Sick of Being Sick

Romans 12:12

Rejoice in hope, endure in affliction, persevere in prayer.

 

As I celebrated my birthday last week,  I was taking a look at the last 5 years and thought about all the different health issues I have had. In that time period, I have dealt with a thyroid issue, diagnosis of prediabetes (which my doctor said is really type 2 diabetes just waiting to happen), a kidney stone, and a recent diagnosis of IBS.

The prediabetes diagnosis really knocked me for a loop and I was quite upset by it. I swore off all sugars and did really well for a while losing 50 pounds. With my medication, I stay within my numbers so I find myself at times cheating a little with the sweets.

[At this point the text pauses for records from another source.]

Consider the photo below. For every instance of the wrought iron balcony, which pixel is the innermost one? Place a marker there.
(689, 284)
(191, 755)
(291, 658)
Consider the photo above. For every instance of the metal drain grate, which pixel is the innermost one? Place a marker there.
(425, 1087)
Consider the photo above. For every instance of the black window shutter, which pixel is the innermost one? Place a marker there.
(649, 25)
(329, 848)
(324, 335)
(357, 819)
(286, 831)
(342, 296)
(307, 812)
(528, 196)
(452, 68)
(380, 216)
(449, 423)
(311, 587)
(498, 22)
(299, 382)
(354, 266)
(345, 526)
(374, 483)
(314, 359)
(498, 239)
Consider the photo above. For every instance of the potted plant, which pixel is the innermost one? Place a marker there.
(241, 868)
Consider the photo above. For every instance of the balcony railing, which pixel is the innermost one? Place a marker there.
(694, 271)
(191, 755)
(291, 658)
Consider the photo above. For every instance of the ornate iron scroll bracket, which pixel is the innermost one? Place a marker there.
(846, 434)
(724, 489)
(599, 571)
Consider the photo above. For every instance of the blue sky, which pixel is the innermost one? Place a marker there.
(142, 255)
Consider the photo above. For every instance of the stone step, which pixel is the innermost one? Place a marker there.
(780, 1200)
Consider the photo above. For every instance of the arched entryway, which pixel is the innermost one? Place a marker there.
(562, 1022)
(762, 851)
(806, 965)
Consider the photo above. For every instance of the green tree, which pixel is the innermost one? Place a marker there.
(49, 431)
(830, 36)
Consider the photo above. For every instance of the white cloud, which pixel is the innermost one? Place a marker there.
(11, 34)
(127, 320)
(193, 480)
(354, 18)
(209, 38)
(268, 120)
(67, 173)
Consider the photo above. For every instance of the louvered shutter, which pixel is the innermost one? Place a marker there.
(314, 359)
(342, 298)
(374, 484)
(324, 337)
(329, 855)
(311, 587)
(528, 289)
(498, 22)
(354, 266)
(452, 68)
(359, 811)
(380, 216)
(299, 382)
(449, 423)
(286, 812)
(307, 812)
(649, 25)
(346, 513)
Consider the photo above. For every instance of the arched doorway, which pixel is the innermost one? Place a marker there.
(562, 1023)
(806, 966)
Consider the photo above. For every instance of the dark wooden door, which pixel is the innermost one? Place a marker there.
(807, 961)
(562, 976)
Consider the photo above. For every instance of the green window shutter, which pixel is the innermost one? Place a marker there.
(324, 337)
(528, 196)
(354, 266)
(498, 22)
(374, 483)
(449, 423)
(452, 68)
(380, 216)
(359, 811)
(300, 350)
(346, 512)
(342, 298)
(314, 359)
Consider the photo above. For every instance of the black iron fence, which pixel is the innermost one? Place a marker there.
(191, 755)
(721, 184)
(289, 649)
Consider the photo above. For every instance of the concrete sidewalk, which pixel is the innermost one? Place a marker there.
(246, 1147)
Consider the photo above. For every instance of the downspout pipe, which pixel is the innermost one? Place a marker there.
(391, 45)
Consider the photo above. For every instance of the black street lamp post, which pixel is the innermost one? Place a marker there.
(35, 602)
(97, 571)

The thyroid condition is managed with medication and the kidney stone was hopefully just a one-time thing. I have added lots of water to my daily routine!

The condition that has me discouraged is the IBS. It was pretty bad for a while and the doctor has me on a special diet currently to see if it can be controlled by adding fiber and watching the intake.

What has me down is I am doing what I am supposed to and nothing has changed so far. It’s only been 3 weeks but I guess I am getting tired of my body breaking down. I know that if I just put in my body the correct foods, I will be healthier.  This is something that I have total control over and at times, choose not to do so.

Why am I self-sabotaging my health?

I think we all do this. We just want to have our guilty pleasures and for a brief moment in time, enjoy our life without the boundaries of health issues. I know that I have been very discouraged lately and also that it’s not a good feeling.

I  need to read the Scripture passage every day to drive home the fact that if I endure in my afflictions, God will bring me through the situation. I also know that with all my current whining and feeling sorry for myself , there are so many others that have it 1000 times worse than I do.  I am actually extremely blessed to have that free will to make the proper choices and make my health better. I am also blessed to have health insurance and the monetary resources to visit doctors and specialists and purchase the specific foods that will hopefully improve my issues.

This does not mean that I won’t continue to struggle with my current situation but I need to give it all to God and let Him help me carry the load. These things happen for a reason and I need to be open to whatever God is leading me to through this time.

Rejoice in hope, endure in affliction, persevere in prayer.

I hope that I can endure and persevere every day and know that if I don’t give in to it, God will give me the way to deal with it. There are many examples in Scripture of God using infirmities and illness in others to perform miracles and teach others how to live.

I hope that I can use this time not to get depressed but to reach out to God for His intercession and to offer my suffering for others who are more seriously ill than I will ever be.  In His timing, God will accomplish whatever His plan is for me; I just need to trust in Him.

So, God, I am not asking for more illness, but if that does happen, let me accept Your will for my life and make the best of it.  After all, Christ did not call the healthy but the ill to be healed by His grace.